Of visible things within the world of sense,
And how the qualities must qualify,
Standeth aloof even from his acts. Th'untaught
Live mixed with them, knowing not Nature's way,
Of highest aims unwitting, slow and dull.
Those make thou not to stumble, having the light.
And in Book V: “Nought of my self I do ... letting self-hood go.”
And in Book VIII:
Hear from me, Long-armed Lord! the makings five
Which go to every Act, in Sankhya taught
As necessary. First the force; and then
The Agent; next the various instruments;
Fourth, the especial effort; fifth, the God.
What work soever any mortal doth
Of body, mind or speech, evil or good,
By these five does he that. Which being thus,
Who so, for lack of knowledge, seeth himself
As the sole actor, knoweth nought at all
And seeth nought.
In his commentary on the Gita, Shankaracharya says: “On account of ignorance (lack of self knowledge) the individual soul identifies itself with its adjuncts, i.e.the body and senses, which are only superimposed on it. This identification makes the soul think that it is the doer, enjoyer, the body, and therefore comes under the survey of birth and death, and becomes bound down to this world of illusion.

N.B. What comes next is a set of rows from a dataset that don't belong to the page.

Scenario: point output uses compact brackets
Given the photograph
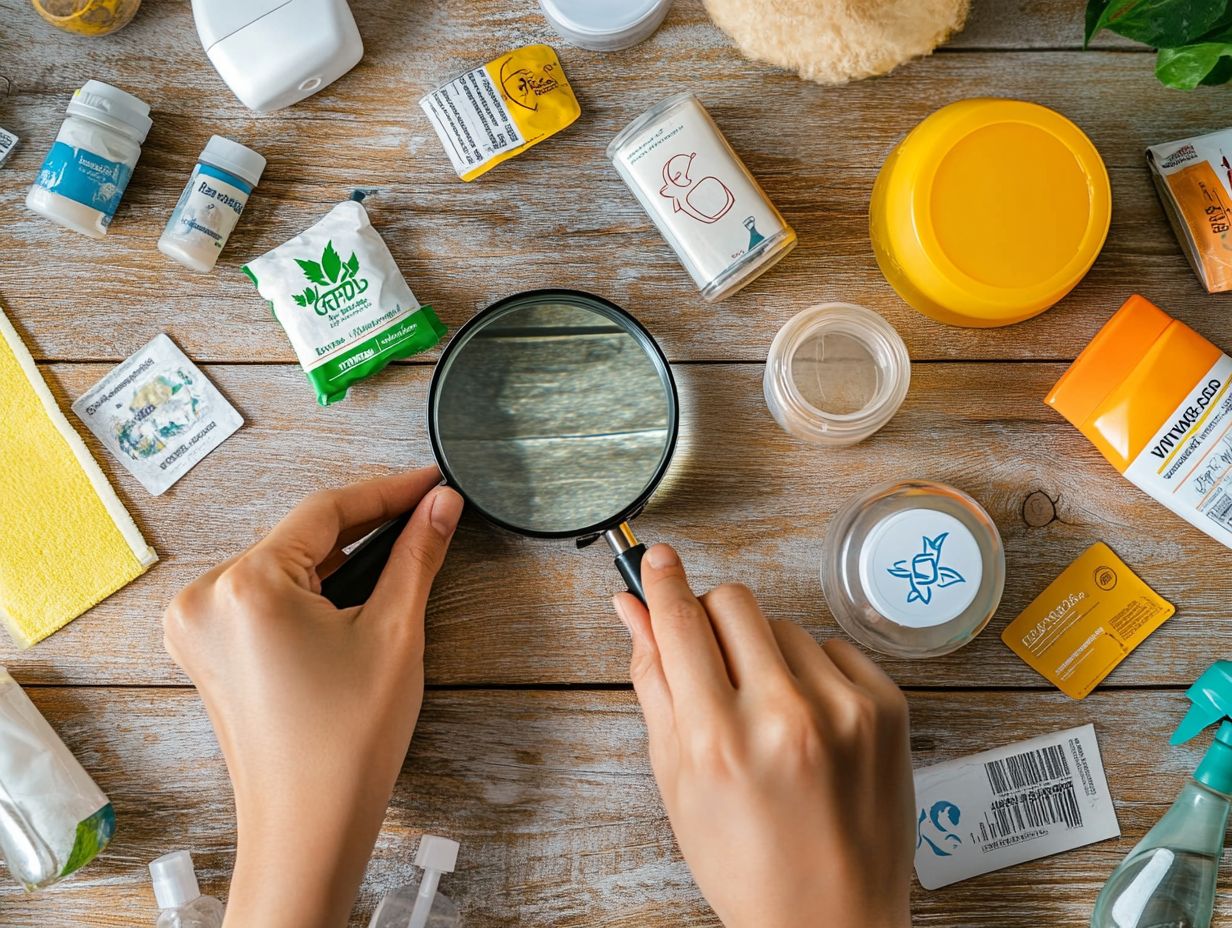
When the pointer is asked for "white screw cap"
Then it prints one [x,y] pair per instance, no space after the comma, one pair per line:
[436,853]
[175,881]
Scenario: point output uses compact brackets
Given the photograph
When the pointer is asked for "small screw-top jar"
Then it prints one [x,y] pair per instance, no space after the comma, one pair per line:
[83,178]
[835,374]
[913,568]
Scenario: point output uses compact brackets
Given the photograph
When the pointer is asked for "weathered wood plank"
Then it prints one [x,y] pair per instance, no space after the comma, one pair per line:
[552,799]
[557,215]
[743,502]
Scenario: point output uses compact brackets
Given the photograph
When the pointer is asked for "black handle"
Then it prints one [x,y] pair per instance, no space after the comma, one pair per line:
[352,583]
[628,562]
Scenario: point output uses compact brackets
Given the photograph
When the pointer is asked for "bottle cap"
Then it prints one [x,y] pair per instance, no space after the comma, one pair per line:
[603,25]
[436,853]
[112,107]
[232,157]
[175,881]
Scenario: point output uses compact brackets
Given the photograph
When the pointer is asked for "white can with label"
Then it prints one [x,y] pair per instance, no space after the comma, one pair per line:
[211,203]
[702,199]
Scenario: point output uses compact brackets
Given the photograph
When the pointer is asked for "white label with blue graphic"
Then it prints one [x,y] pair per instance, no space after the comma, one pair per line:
[1007,806]
[920,567]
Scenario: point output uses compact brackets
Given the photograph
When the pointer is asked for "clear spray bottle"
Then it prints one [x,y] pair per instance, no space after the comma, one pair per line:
[418,903]
[1168,880]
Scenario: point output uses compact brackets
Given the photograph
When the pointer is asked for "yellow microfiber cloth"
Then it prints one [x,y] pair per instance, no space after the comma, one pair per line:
[67,541]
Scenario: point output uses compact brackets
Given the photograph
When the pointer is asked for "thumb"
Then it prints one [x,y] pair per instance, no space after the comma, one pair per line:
[417,556]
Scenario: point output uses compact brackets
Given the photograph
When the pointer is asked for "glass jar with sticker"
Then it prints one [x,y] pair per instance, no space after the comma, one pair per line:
[835,374]
[700,196]
[84,176]
[913,568]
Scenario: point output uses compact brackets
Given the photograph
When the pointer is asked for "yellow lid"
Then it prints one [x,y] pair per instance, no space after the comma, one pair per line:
[989,212]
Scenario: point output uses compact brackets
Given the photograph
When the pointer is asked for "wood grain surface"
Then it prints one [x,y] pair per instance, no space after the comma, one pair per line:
[531,749]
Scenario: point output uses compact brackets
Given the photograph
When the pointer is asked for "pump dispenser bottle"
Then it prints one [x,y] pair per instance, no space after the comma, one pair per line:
[1168,880]
[418,903]
[178,895]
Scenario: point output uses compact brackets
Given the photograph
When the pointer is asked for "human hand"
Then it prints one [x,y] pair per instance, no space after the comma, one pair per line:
[784,765]
[313,706]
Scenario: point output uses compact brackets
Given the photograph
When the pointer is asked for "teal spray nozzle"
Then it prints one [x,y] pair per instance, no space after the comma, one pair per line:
[1211,698]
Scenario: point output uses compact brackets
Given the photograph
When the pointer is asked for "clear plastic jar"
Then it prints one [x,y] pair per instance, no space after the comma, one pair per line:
[835,374]
[84,176]
[913,568]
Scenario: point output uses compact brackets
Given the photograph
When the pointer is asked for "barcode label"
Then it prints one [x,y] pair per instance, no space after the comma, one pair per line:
[1026,811]
[1220,509]
[1031,768]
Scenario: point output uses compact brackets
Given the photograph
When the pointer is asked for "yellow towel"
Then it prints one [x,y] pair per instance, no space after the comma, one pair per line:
[65,540]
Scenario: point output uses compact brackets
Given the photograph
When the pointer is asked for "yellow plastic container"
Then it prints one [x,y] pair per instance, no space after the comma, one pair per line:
[989,212]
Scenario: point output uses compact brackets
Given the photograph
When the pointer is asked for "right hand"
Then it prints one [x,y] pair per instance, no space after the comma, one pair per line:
[784,765]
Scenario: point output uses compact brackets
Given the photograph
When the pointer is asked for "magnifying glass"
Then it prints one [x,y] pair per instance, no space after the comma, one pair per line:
[555,414]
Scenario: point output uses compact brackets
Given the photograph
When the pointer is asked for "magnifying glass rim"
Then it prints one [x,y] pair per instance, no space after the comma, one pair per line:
[644,339]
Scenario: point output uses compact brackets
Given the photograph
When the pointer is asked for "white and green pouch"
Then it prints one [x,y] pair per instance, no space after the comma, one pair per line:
[348,309]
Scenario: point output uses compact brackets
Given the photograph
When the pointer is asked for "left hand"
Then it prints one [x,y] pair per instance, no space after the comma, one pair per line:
[313,706]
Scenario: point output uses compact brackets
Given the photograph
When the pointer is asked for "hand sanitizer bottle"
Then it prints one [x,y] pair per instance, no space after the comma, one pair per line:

The common sense fallacy that I am the Doer of Action (karma) is based on an absurd faith in a materialistic empirical world without realizing that everything happens in the only way it can. If one thing was different, then everything would be different. The universe is one Whole brought into being by a Supreme Prime Cause. Everything which happens inevitably follows on as a consequence of His Will. The imaginary notion of "free will" is only part of the structure which the Inner Ruler, or Shakti power, uses to get things done.
As Bhagavan has said, not one atom moves except by God's permission. That "I am the doer" is a cardinal sin usurping the role of the deity in one's personal life. It is attributing one's actions to a rampant egotism which believes it is the doer of the actions which God ordains for our spiritual development.
To avoid the danger of rajasic or tamastic gunas taking over our functioning, we should act as far as possible from sattvic gunas, or from a stance of equilibrium. In addition, as the Gita says, and Bhagavan's Thirty Verses, we should act devoting all our actions to God, so purifying the mind. This brings happiness, and such action is a matter of Grace; it is not something which can be just "turned on".
The next step is to surrender all our actions to him, to give up our sense of doership by saying constantly Not I but Thou, Oh Lord. This cuts like a knife through the egotistic sense of doership. Then we can hand over the sense of doership to Him as Arjuna did to Lord Krishna, to drive his chariot of action.
In one sense as Consciousness we are already awakened, (but the mind does not accept it) – being present in the here and now to what is. Any effort of the mind to destroy the mind will only strengthen it. However, there is a simple exercise that helps to unseat our sense of doership. This is to recollect at the end of each day a few outstanding events that have occurred during it, which we seem to have 'done'. We can then find out to what extent personal will entered and how much was merely a reaction to a local stimulus within an overall happening, i.e. God's will.
Ramesh S.Balsekar writes very effectively on the false notion of doership in Duet For One, his commentary on the Ashravakra Gita, a scripture recommended by Bhagavan.